Алексей Торгунаков — выпускник МГАХ, девять лет проработал в Большом театре, был отобран Прельжокажем для своей постановки, после чего Алексей уже не мог танцевать классику и ушёл в «Провинциальные танцы». Потом попал в Польшу, где после травмы стал заново открывать для себя современный танец. Сейчас он работает в Rozbark Dance Theatre (г. Бытом, Польша), преподает современный танец и делает постановки: в 2016 г. он был номинирована вместе с Олегом Степановым на «Золотую маску» за постановку «ВСЕЧТОЯМОГУБЫТЬ», и в этом году опять номинация — за «Объект в отдалении».
Мы пообщались о его творческом пути: Большом, Прельжокаже, «Провинциалах» и специфике работы в польском театре танца, а также о Бытоме (который похож на Вупперталь).
Вы преподаете на своих воркшопах технику польского современного танца?
Здесь, в Польше, это тоже большой вопрос — что есть техника польского современного танца? Был мэтр, который в своё время начал его развивать и создал определённую форму (Яцек Люмински — прим.ред.), но потом уже следующие поколения по-своему это перенимали и развивали.
Анна Петровска мой танцевальный руководитель, с ней я много чего прошёл и, конечно, её влияние на меня ощутимо.
Давайте начнём по порядку. Как вы попали в Польшу?
Изначально я приехал в Польшу на проект Ури и Йохана/Uri Ivgi and Johan Greben (Ivgi & Greben)/. Они были приглашены в театр Rozbark как арт-директора, и привезли сюда постановку, которую делали для «Провинциальных танцев» постановку This is not a love song.
И вы решили остаться?
Да, мне были там рады, мы хорошо сработались. И это была отличная возможность для меня остаться в Европе. Я счастлив, что когда-то Татьяна Баганова взяла меня к себе в труппу, но потом захотелось идти дальше. Польша находится в центре Европы, и когда у тебя есть виза можно на какие-то интересные воркшопы и проекты слетать в Берлин, например. Здесь многое более доступно, педагоги приезжают чаще, чем в Россию. Менталитет людей в сфере современного танца более подвижен.
Чем же примечателен Rozbark Dance Theatre?
Розбарк театр (Rozbark Dance Theatre — прим.ред.) находится в городе Бытом. Это город старый, небольшой. Сейчас он находится в забвении. Если погулять по центру, увидишь много зданий 18-19 веков, старинные дома с красивой лепниной. Но это всё в разрухе, потому что историческая область — Силезия (часть Польши на юге) раньше считалась то немецкой, то советской, то австрийской. Здесь построили угледобывающие шахты, и в своё время регион был очень богатым. Но в настоящее время много угледобывающих шахт закрыли, и область сильно пострадала в финансовом плане. Бытом пример этого кризиса, из-за чего люди потерянные. Розбарк театр был основан на базе угледобывающей шахты – старое здание реконструировали под арт пространство, где теперь проходит множество социальных мероприятий, разных проектов.

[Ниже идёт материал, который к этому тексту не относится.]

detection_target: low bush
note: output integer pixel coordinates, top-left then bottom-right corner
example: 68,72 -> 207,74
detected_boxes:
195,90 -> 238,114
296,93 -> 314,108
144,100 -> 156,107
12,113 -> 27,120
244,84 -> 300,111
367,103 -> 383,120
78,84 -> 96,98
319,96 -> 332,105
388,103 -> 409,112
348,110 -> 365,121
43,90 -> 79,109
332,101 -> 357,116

В Бытоме мы немного отрезаны от мира, мы работаем, и нас ничто не отвлекает. Как, например, Пина Бауш в Вуппертале в своё время — там либо ты водку пьёшь и сходишь с ума, либо реально начинаешь заниматься поиском, рефлексией и как-то это всё выражать в искусстве. В Бытоме также — если тебе нужна культура, то надо куда-то ехать, до Кракова, например. Но когда можно спокойно делать постановку, реально погружаться, находиться в своём мире — это очень удобно. Сразу вспоминаю писателей: я был в усадьбе Пришвина под Москвой (Дунино). Это действительно здорово, когда у тебя есть идея произведения, ты уезжаешь в свою усадьбу, где есть лес, река и твой дом, ты пишешь, и тебя ничего не отвлекает. Но иногда нужны вылазки, чтобы увидеть, что происходит в мире, себя показать, и тогда немножко понимаешь, где ты находишься. Находясь в небольшой изоляции, ты можешь каждый день трудиться, вдохновляться, творить, но иногда возникает вопрос – а где я есть в контексте современной культуры?!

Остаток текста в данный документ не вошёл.